Paul Farbrace, England's assistant coach, spent a productive period at Headingley, arriving via Kent and Sri Lanka before quickly departing to general regret.

"I once asked Paul Farbrace, when he was coaching at Yorkshire, what he looked for in a young player coming into a first-team environment," Damms says. "He said that he wanted him to look and act as if he belonged. Because if he didn't, you'd only get a shadow of the cricket he is capable of producing.

"If you can get one or two pushing for a professional contract out of every year's intake, that's fantastic. Last year we had five Academy lads playing for England Under-19s. This year we have two and next year we might have only one.
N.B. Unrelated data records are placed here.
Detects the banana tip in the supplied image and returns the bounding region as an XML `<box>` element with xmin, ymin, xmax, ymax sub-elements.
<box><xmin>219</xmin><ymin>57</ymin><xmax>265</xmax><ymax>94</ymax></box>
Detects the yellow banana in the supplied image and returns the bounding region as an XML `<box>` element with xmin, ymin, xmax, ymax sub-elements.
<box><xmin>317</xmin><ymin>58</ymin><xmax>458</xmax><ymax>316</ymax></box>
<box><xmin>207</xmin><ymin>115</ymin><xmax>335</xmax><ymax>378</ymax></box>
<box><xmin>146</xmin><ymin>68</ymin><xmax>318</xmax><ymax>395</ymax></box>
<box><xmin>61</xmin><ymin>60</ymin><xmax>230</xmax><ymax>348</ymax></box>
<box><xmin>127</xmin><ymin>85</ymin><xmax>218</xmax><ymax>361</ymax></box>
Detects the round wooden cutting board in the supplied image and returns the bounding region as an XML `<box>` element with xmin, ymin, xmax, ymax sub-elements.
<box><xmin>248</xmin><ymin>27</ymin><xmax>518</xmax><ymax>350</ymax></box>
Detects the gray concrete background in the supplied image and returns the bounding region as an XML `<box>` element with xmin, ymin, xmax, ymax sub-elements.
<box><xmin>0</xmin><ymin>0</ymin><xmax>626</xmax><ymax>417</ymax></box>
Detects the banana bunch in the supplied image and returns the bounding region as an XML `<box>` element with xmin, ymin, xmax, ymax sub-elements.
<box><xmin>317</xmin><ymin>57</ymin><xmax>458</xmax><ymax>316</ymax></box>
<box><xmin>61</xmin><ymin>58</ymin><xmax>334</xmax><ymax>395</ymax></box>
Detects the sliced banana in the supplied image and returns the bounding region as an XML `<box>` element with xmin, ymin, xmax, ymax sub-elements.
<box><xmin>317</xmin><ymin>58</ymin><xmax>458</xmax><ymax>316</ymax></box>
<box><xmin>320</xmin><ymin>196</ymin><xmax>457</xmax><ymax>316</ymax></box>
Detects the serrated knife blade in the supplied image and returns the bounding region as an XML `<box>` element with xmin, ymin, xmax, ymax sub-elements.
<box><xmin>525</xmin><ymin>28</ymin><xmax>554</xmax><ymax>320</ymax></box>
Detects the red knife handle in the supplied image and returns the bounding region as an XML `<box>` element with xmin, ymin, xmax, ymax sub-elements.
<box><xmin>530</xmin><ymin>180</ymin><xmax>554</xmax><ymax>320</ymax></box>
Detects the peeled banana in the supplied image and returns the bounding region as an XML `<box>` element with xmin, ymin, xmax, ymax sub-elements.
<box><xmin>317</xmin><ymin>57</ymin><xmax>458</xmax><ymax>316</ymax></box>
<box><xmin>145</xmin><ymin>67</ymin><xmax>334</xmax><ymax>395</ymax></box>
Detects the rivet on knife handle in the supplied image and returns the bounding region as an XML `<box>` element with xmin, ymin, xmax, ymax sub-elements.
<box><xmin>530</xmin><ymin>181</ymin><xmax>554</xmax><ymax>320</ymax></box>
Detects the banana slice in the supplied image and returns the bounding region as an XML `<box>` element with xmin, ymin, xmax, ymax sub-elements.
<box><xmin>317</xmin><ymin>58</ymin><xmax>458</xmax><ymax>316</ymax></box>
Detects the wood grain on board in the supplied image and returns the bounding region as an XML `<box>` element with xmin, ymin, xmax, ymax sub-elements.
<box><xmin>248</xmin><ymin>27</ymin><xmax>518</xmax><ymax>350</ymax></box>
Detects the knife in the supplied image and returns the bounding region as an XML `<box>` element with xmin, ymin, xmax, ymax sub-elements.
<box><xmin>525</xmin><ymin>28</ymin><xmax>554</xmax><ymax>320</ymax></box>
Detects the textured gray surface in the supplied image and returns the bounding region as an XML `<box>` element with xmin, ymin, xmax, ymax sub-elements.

"But the great thing is that these lads know that if they are good enough, they will get a chance. Matthew bowled that penultimate over against Lancashire last night and he said to us today that he'd learned more in one over than in the previous 12 months. If Galey picks them, he plays them. There's no pecking order. We are one Yorkshire."

"My taxi driver knows I've been watching cricket. "Tell me this," he says, "why couldn't Bresnan nail his yorkers?"

But it is not a good day. Yorkshire's Academy lose to Barnsley by eight wickets. The players shake hands. As my taxi draws up to take me back to the train station, Fisher and his players are going through their warm-downs. They seem to be applying themselves to the exercises just as assiduously as if they were preparing to play. Theirs is a professionalism which has nothing to do with money.

Moxon and Damms have perhaps the deepest pool of players in the country. They are determined to make the most of it. It has always seemed that cricket is a part of Yorkshire life unequalled in any other county.

During the New Zealand Test at Headingley, each journalist was given a tea mug. On one side was a village cricket scene. Pastoral kitsch? All Cricketers Great and Small? Maybe. Yet in the county's very many strong cricket clubs, boys like Joe Root who have "got something" want to wear the White Rose almost as passionately as young New Zealanders want to be an All Black. And if they are good enough, they get the chance. Damms, Moxon and Gale see to it.

We are driving back to the station. My taxi driver knows I've been watching cricket but not what I do for a living. "Tell me this," he says, "why couldn't Bresnan nail his yorkers last night?" I murmur something sympathetic. "Anyway," he continues, "at least the weather forecast is good for the Middlesex match."